Tonight, join the folks from Merchant du Vin at four Seattle bars for a salute to the Samuel Smith Brewery and the beers that helped birth the American craft beer revolution.
It’s hard to imagine a time when craft beer was essentially non-existent in the United States, or a time when “good beer” referred to stuff like Lowenbrau, Michelob, and Heineken. In 1978, when beers from Samuel Smith Brewery in Tadcaster, England first reached America’s shores, homebrewing was not yet legal in the United States. Megabreweries were all we had. The term microbrewery had yet to be introduced to the American vocabulary. The beer scene was bleak.
In 1978 Charles and Rose Ann Finkel started a company called Merchant Du Vin with a plan to import great beer from overseas to the United States. Long before the Finkels moved on to start Pike Brewing Company, they were responsible for importing the first craft beers from Belgium, Germany and England. Among those beers, the good stuff from the old Samuel Smith brewery in Tadcaster, Yorkshire.

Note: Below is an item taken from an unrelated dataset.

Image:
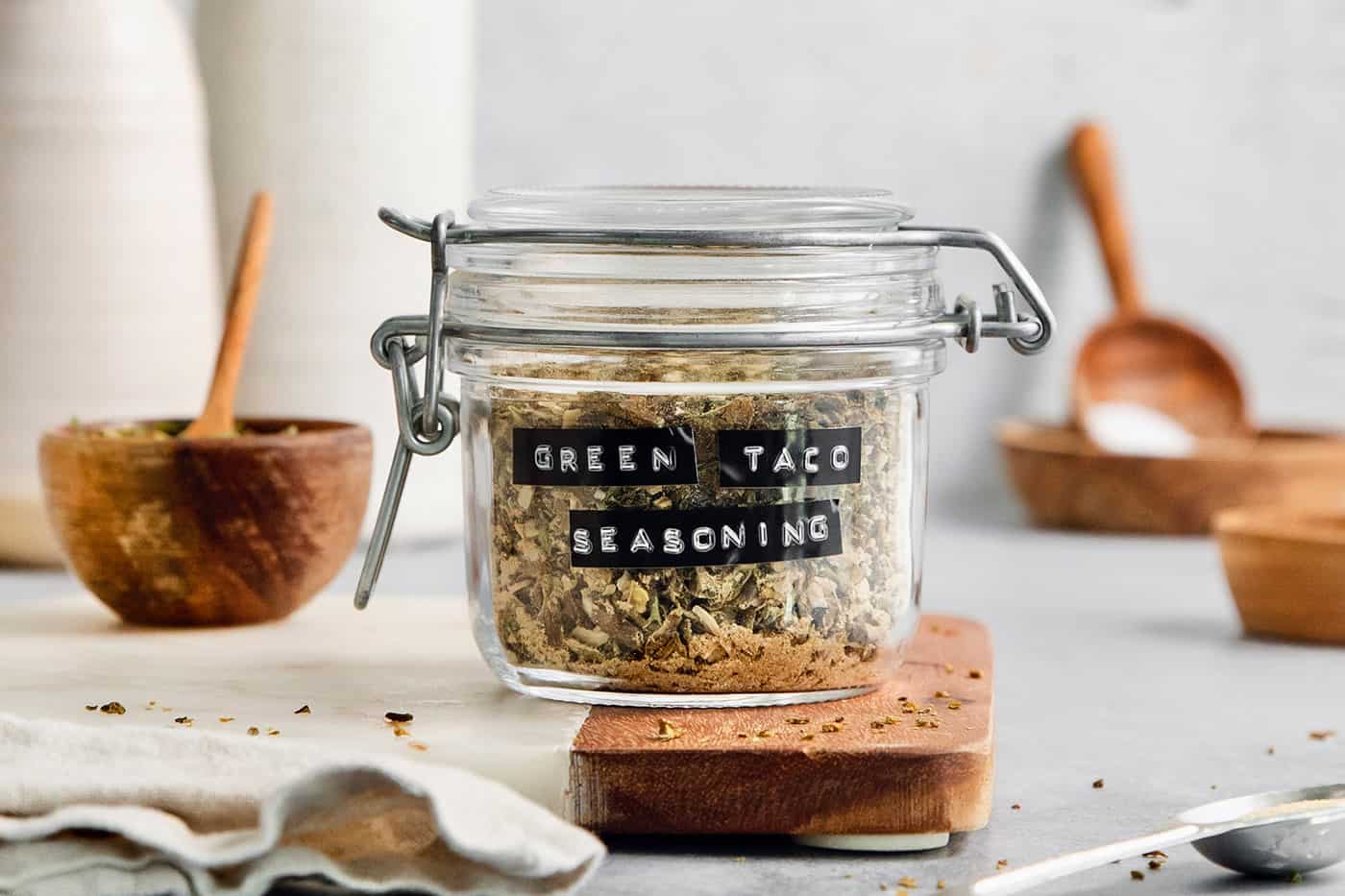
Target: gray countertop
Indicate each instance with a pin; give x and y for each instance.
(1115, 658)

On a personal note, I was a budding, underage beer drinker back in the early-to-mid 1980s, back when craft beer existed but was still exceedingly rare and unknown. Somewhere between a Rainier Beer and a Miller High Life, I stumbled across a beer called Samuel Smith Oatmeal Stout. It blew my mind and completely altered my perception of how beer could taste. That beer started a lifelong love affair with good beer.
Tonight, Merchant du Vin and four Seattle bars celebrate one of the breweries that helped introduced America to good beer. Join them for the whole crawl, or any part of it.
Tuesday, January 26th. It’s a pub crawl. A wandering salute to Samuel Smith Brewery.
The Samuel Smith Salute in Seattle:
5:50 – 6:20: The Central Saloon, 207 1st Ave So.
6:30 – 7:20: The Whisky Bar, 2122 2nd Ave.
7:30 – 8:30: The White Horse, 1908 Post Alley.
8:30 – ?: The Pike Pub, 1415 1st Ave.